The other film is Nathalie… from Anne Fontaine, who, after leading to this movie with the sadly underseen How I Killed My Father, now has to be held as one of the truly great dramatic writer/directors of French cinema specifically and world cinema in general. She is beyond being blithely compared to any of her predecessors, but to say that she is showing herself worthy of consideration with filmmakers of the human heart like Eric Rohmer would not be excessive praise.

The hard part about Fontaine is that her works seem to fit right in the cracks of the current indie film business, not quite exploitable enough for some minis. But I hope and pray that a Searchlight or a Focus would see the value in being in business with this special director.
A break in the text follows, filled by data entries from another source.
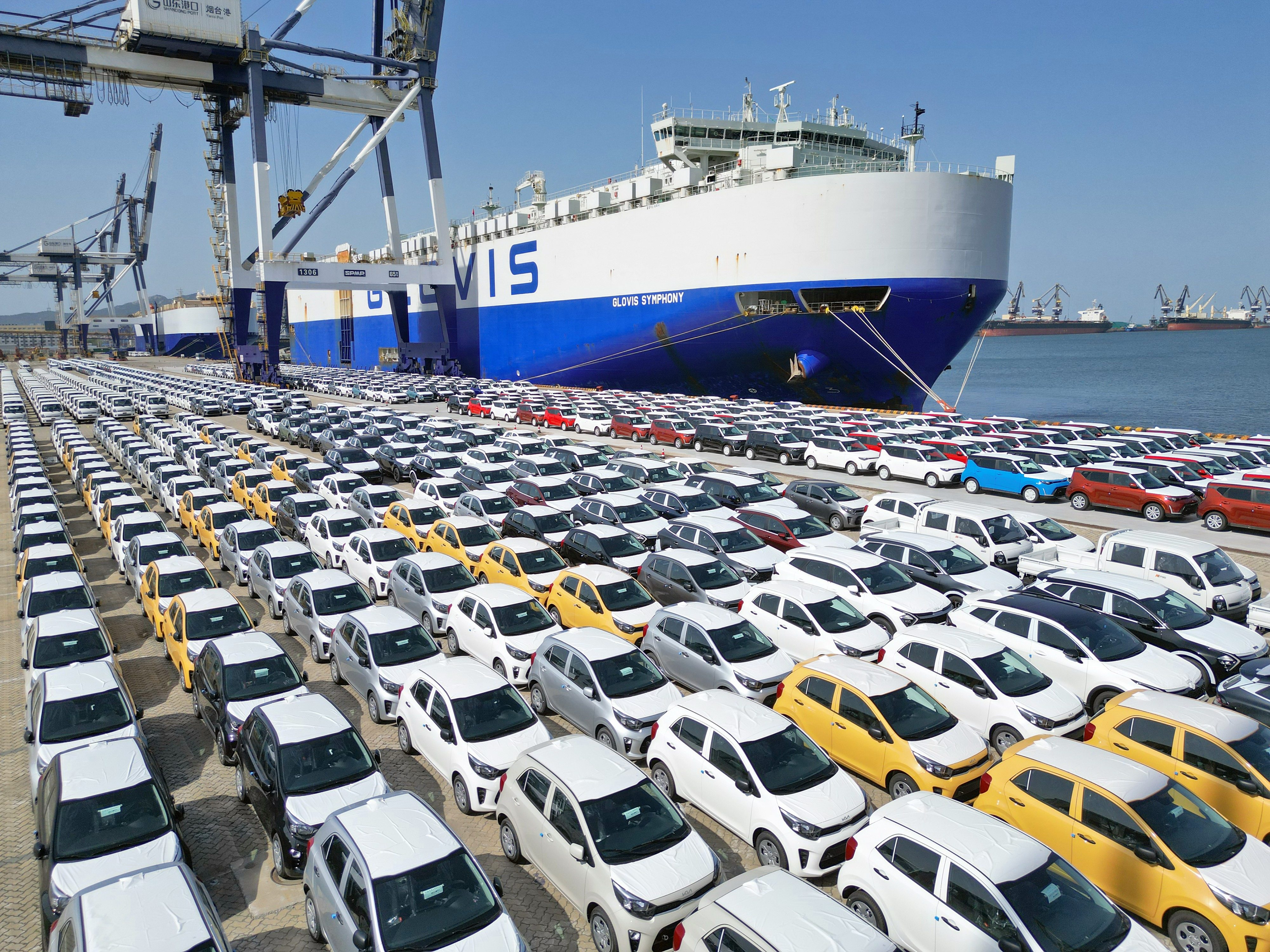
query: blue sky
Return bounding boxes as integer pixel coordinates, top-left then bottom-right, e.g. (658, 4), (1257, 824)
(0, 0), (1270, 320)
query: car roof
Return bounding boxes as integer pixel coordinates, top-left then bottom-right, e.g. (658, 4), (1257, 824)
(795, 655), (909, 697)
(255, 693), (352, 745)
(872, 791), (1050, 882)
(525, 736), (648, 801)
(1007, 735), (1168, 802)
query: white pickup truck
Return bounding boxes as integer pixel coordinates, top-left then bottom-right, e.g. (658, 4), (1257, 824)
(1019, 529), (1270, 625)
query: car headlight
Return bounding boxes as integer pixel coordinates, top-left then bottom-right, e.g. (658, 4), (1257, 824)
(467, 754), (505, 781)
(613, 708), (644, 731)
(1208, 882), (1270, 925)
(781, 810), (822, 839)
(913, 753), (952, 781)
(613, 882), (657, 919)
(1019, 707), (1054, 731)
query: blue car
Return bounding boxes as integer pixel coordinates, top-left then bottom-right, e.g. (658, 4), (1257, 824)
(961, 453), (1071, 503)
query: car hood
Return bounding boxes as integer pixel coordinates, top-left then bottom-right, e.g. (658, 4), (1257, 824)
(1195, 836), (1270, 906)
(908, 721), (987, 767)
(287, 770), (389, 826)
(467, 718), (551, 770)
(48, 831), (180, 896)
(608, 830), (715, 905)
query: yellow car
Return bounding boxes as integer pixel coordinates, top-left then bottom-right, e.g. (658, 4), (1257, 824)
(1085, 691), (1270, 840)
(194, 503), (251, 559)
(13, 542), (84, 589)
(273, 453), (312, 482)
(775, 655), (991, 802)
(163, 589), (251, 691)
(141, 556), (216, 640)
(533, 565), (658, 645)
(384, 496), (446, 552)
(975, 731), (1270, 952)
(177, 489), (225, 536)
(251, 480), (300, 526)
(423, 515), (500, 572)
(230, 467), (272, 509)
(475, 537), (569, 604)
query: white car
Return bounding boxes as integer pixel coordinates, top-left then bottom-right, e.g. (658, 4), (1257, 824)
(446, 583), (563, 685)
(837, 792), (1163, 952)
(648, 691), (869, 876)
(318, 472), (368, 509)
(949, 593), (1204, 713)
(772, 547), (952, 633)
(879, 625), (1088, 754)
(497, 734), (723, 952)
(342, 528), (418, 598)
(739, 579), (890, 663)
(304, 509), (368, 569)
(396, 658), (551, 814)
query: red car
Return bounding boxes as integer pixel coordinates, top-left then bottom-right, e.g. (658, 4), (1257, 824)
(542, 405), (578, 430)
(648, 419), (697, 449)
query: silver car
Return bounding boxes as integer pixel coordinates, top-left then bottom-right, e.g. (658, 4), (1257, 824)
(528, 628), (686, 760)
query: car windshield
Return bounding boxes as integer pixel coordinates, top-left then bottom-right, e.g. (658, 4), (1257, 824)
(1064, 612), (1147, 661)
(39, 688), (132, 744)
(997, 853), (1130, 952)
(450, 684), (537, 744)
(51, 779), (171, 863)
(224, 654), (300, 701)
(740, 724), (838, 796)
(30, 628), (110, 670)
(591, 651), (665, 698)
(371, 625), (441, 668)
(27, 586), (93, 618)
(314, 581), (373, 614)
(423, 562), (476, 595)
(869, 684), (956, 740)
(371, 536), (419, 562)
(596, 579), (653, 612)
(582, 781), (692, 866)
(375, 848), (502, 952)
(1129, 781), (1247, 867)
(278, 727), (375, 796)
(1195, 548), (1243, 585)
(974, 647), (1053, 697)
(1139, 590), (1213, 630)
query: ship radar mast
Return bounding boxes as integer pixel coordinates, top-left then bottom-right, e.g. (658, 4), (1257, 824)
(767, 80), (798, 122)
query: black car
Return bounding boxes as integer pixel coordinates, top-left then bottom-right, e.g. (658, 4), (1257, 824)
(293, 462), (335, 493)
(190, 636), (309, 767)
(692, 421), (745, 456)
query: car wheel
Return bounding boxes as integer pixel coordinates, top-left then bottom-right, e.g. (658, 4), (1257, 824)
(305, 894), (326, 942)
(530, 682), (551, 716)
(653, 760), (674, 801)
(453, 773), (472, 816)
(845, 890), (886, 935)
(886, 773), (921, 800)
(498, 816), (521, 863)
(754, 830), (789, 869)
(992, 727), (1020, 754)
(591, 906), (620, 952)
(1167, 909), (1227, 952)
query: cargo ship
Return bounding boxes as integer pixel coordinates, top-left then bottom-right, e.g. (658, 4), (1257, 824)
(287, 84), (1013, 409)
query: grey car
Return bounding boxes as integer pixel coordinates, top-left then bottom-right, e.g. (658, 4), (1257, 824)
(246, 542), (321, 618)
(528, 628), (683, 760)
(640, 607), (794, 706)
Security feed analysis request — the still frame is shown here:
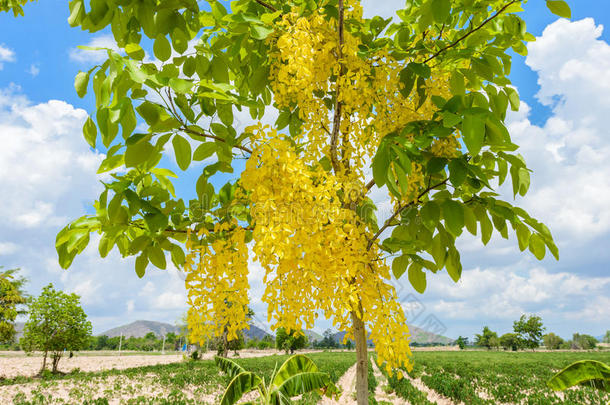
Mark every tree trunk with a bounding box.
[40,350,47,374]
[352,311,369,405]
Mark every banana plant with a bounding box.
[547,360,610,392]
[215,354,339,405]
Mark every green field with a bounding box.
[0,351,610,405]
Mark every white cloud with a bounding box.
[0,89,102,229]
[28,64,40,77]
[0,44,17,70]
[70,35,119,64]
[0,242,19,256]
[502,18,610,245]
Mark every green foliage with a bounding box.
[275,328,308,354]
[0,267,26,344]
[474,326,500,349]
[21,284,91,372]
[455,336,468,350]
[572,333,598,350]
[542,332,564,350]
[215,354,338,405]
[547,360,610,392]
[500,333,521,352]
[513,315,545,349]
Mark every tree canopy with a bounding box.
[0,267,27,344]
[21,284,91,372]
[3,0,570,401]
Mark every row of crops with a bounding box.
[0,353,356,405]
[380,351,610,405]
[0,351,610,405]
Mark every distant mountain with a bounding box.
[99,321,269,340]
[99,321,179,338]
[409,325,455,345]
[244,325,271,340]
[303,329,324,342]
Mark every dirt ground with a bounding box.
[0,350,278,378]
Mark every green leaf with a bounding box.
[170,28,189,54]
[214,356,246,378]
[125,44,145,60]
[153,35,172,62]
[546,0,572,18]
[146,245,167,270]
[172,135,191,170]
[169,77,193,94]
[432,0,451,24]
[372,143,390,187]
[515,223,531,252]
[420,201,441,231]
[83,117,97,149]
[125,141,155,167]
[136,253,148,278]
[547,360,610,392]
[193,142,216,162]
[449,159,468,187]
[220,371,262,405]
[74,72,89,98]
[445,246,462,283]
[392,255,409,280]
[409,263,426,294]
[216,103,233,127]
[250,24,273,39]
[529,233,546,260]
[462,114,485,156]
[441,200,464,236]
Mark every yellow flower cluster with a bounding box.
[240,125,410,368]
[185,222,249,344]
[270,1,461,189]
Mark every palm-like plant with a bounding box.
[547,360,610,392]
[215,354,339,405]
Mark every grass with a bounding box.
[0,352,356,405]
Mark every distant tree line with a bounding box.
[470,315,610,351]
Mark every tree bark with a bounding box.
[40,350,47,374]
[352,311,369,405]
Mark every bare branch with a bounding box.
[366,178,449,250]
[254,0,277,12]
[330,0,344,173]
[423,0,518,63]
[180,126,252,154]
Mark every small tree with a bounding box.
[275,328,307,354]
[572,333,598,350]
[455,336,468,350]
[0,267,26,344]
[542,332,563,350]
[474,326,499,350]
[513,315,546,350]
[500,333,519,352]
[21,284,91,373]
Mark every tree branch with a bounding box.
[330,0,344,173]
[180,123,252,154]
[366,178,449,250]
[254,0,277,12]
[423,0,518,63]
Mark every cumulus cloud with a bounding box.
[0,44,17,70]
[509,18,610,241]
[0,89,102,229]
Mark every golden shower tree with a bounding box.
[0,0,570,404]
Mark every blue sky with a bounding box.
[0,0,610,337]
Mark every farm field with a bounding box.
[0,351,610,405]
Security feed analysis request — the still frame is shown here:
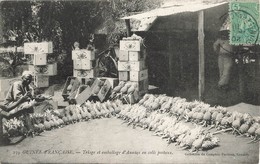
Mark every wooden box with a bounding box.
[119,50,129,61]
[133,79,149,91]
[129,51,144,61]
[130,69,148,81]
[129,61,146,71]
[81,59,93,70]
[61,76,80,100]
[0,78,11,92]
[24,42,53,54]
[33,54,47,65]
[117,61,131,71]
[34,75,49,88]
[29,63,57,76]
[99,77,119,88]
[118,71,130,81]
[73,69,98,78]
[73,59,82,69]
[0,77,21,92]
[119,40,141,51]
[72,49,95,60]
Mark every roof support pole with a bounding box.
[198,10,205,101]
[125,19,131,37]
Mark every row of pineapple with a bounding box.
[3,100,122,137]
[118,104,219,152]
[131,94,260,142]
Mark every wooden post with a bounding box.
[125,19,131,37]
[0,3,4,42]
[198,10,205,101]
[168,35,175,94]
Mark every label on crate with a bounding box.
[0,77,21,92]
[73,69,97,78]
[73,59,93,70]
[118,61,146,71]
[33,54,47,65]
[24,42,53,54]
[120,40,141,51]
[72,49,95,60]
[76,86,92,105]
[99,77,119,88]
[81,59,93,70]
[118,71,129,81]
[29,63,57,76]
[130,69,148,81]
[0,91,8,100]
[34,75,49,88]
[129,51,144,61]
[119,50,129,61]
[129,61,145,71]
[133,79,149,91]
[118,61,130,71]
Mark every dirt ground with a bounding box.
[0,97,259,163]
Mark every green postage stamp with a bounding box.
[229,2,260,45]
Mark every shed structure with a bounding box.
[122,2,228,100]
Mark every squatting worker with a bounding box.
[0,71,36,142]
[213,31,235,89]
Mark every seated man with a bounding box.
[0,71,36,140]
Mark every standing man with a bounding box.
[213,30,235,90]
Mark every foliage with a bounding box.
[0,0,160,77]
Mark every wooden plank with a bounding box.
[198,10,205,101]
[125,19,131,37]
[168,35,175,92]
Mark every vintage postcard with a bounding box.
[0,0,260,164]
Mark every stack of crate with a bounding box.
[72,49,97,79]
[0,77,20,100]
[24,42,57,88]
[118,37,149,96]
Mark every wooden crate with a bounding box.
[72,49,95,60]
[129,61,146,71]
[29,63,57,76]
[24,42,53,54]
[118,71,130,81]
[119,40,141,51]
[119,50,129,61]
[61,76,80,100]
[130,69,148,81]
[34,75,49,88]
[73,69,98,78]
[129,51,144,61]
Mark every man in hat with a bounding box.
[213,30,235,90]
[0,71,36,143]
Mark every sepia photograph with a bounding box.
[0,0,260,164]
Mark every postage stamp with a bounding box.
[229,2,260,45]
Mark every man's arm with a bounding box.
[213,39,220,52]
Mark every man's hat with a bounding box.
[22,71,33,77]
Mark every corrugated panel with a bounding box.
[121,2,227,19]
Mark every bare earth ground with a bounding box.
[0,84,260,163]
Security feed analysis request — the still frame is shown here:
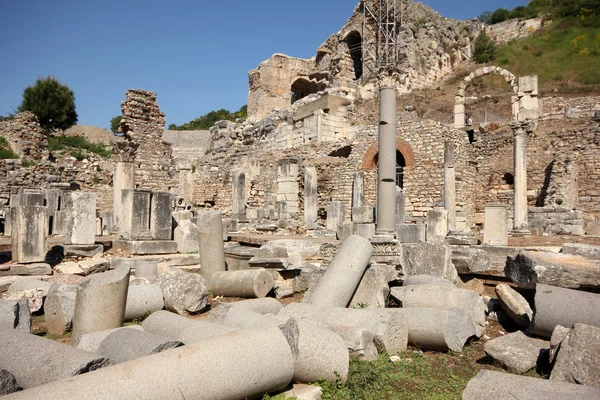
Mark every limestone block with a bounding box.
[462,369,600,400]
[124,284,165,321]
[504,250,600,289]
[72,267,129,344]
[211,268,275,297]
[157,268,210,315]
[44,291,77,336]
[483,331,550,374]
[10,206,48,263]
[98,329,183,364]
[63,191,96,245]
[529,284,600,338]
[0,330,109,390]
[550,324,600,389]
[173,220,199,254]
[496,284,533,327]
[3,328,294,400]
[281,318,350,383]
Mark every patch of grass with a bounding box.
[48,136,112,159]
[0,136,19,160]
[316,351,478,400]
[497,19,600,85]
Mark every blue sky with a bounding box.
[0,0,527,128]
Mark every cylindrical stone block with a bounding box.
[0,329,109,390]
[73,266,129,344]
[125,285,165,321]
[376,86,396,235]
[4,328,294,400]
[98,329,183,364]
[529,283,600,338]
[197,210,227,287]
[142,311,236,344]
[304,235,373,307]
[281,318,350,383]
[211,268,275,297]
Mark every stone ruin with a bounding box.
[0,2,600,399]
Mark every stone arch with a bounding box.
[362,139,417,169]
[454,67,519,128]
[344,31,363,80]
[291,78,325,103]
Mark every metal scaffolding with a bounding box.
[362,0,403,79]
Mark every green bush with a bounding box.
[48,136,112,159]
[474,31,496,64]
[0,136,19,160]
[19,76,77,129]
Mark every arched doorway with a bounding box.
[345,31,363,80]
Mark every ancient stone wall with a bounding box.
[115,89,178,192]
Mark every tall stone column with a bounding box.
[511,123,528,234]
[375,84,396,236]
[304,167,319,229]
[352,172,365,208]
[113,161,135,228]
[444,141,456,232]
[231,171,248,222]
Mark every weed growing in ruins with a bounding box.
[0,136,19,160]
[48,136,112,160]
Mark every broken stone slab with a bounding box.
[303,235,373,307]
[550,324,600,389]
[98,329,183,364]
[0,262,52,277]
[3,328,294,400]
[390,308,476,354]
[124,284,165,321]
[78,258,110,276]
[0,330,109,390]
[391,285,485,337]
[208,297,283,322]
[142,311,237,344]
[529,285,600,338]
[72,267,129,344]
[496,284,533,327]
[62,244,104,257]
[504,251,600,289]
[281,317,350,383]
[0,300,31,336]
[0,369,22,396]
[2,289,45,313]
[197,210,227,287]
[562,243,600,260]
[402,275,456,288]
[402,242,458,283]
[462,369,600,400]
[157,270,208,315]
[76,325,143,353]
[54,261,85,276]
[550,325,571,364]
[483,331,550,374]
[452,246,492,274]
[249,239,321,269]
[350,265,394,308]
[44,291,77,336]
[113,240,177,255]
[211,268,275,298]
[277,303,408,354]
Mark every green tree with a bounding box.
[19,76,77,129]
[474,31,496,64]
[110,115,123,133]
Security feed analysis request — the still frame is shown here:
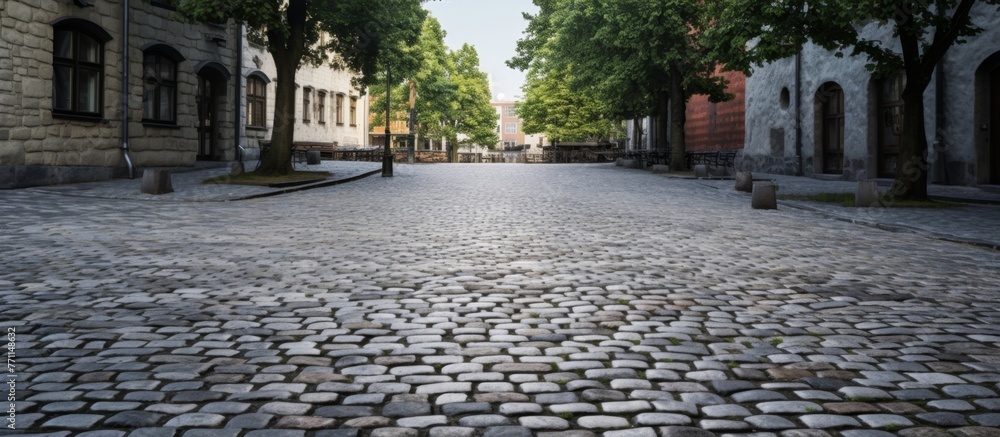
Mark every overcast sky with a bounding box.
[424,0,538,100]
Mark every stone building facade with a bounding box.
[241,34,374,156]
[744,4,1000,185]
[0,0,236,188]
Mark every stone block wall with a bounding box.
[0,0,235,188]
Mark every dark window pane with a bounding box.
[52,65,73,111]
[52,30,73,58]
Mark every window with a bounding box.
[247,76,267,128]
[316,91,326,124]
[351,97,358,126]
[142,51,177,124]
[337,94,344,125]
[52,18,111,118]
[302,88,312,123]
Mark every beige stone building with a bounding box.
[0,0,237,188]
[241,31,370,157]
Nathalie… (the ellipsis is part of the title, if you were wondering) does have some nudity from the still gorgeous Emmanuelle Beart, a lot of sexual description, the spectacular adult beauty of Fanny Ardant and one of the most subtle performances from Gerard Depardieu you’ll see. The performances of the women are quite excellent, beyond their saleable values. So maybe the folks who brought us 8 Women and then won big with Swimming Pool or the Searchlighters who gently pushed Cecelia Roth this summer, will jump in. I hope so. It should be an honor to be connected to this film.

The story of a woman who discovers that her husband has casual affairs and seeks out a high-end prostitute to investigate the process of starting such an affair first hand is a fascinating game of cat and cat and mouse. The theme of lost passion has been quite popular this year, but Fontaine delivers a completely unique take on the issue. (The film also bears more than a little subtextual resemblance to In The Cut as well and, like the earlier comparison, the smaller film trumps the bigger films – at least, as shown in Toronto – in this case as well.)

I saw two more movies today, but I’m running out of time before my deadline, so they will have to wait. But I will say this… someone would be smart to buy Haute Tension right now as a midnight movie follow-up to New Line’s surefire hit Texas Chainsaw Massacre remake. The current English title is Switchblade Romance, but Bordeaux Switchblade Masscare, as a subtitle to the French title would work a lot better for me.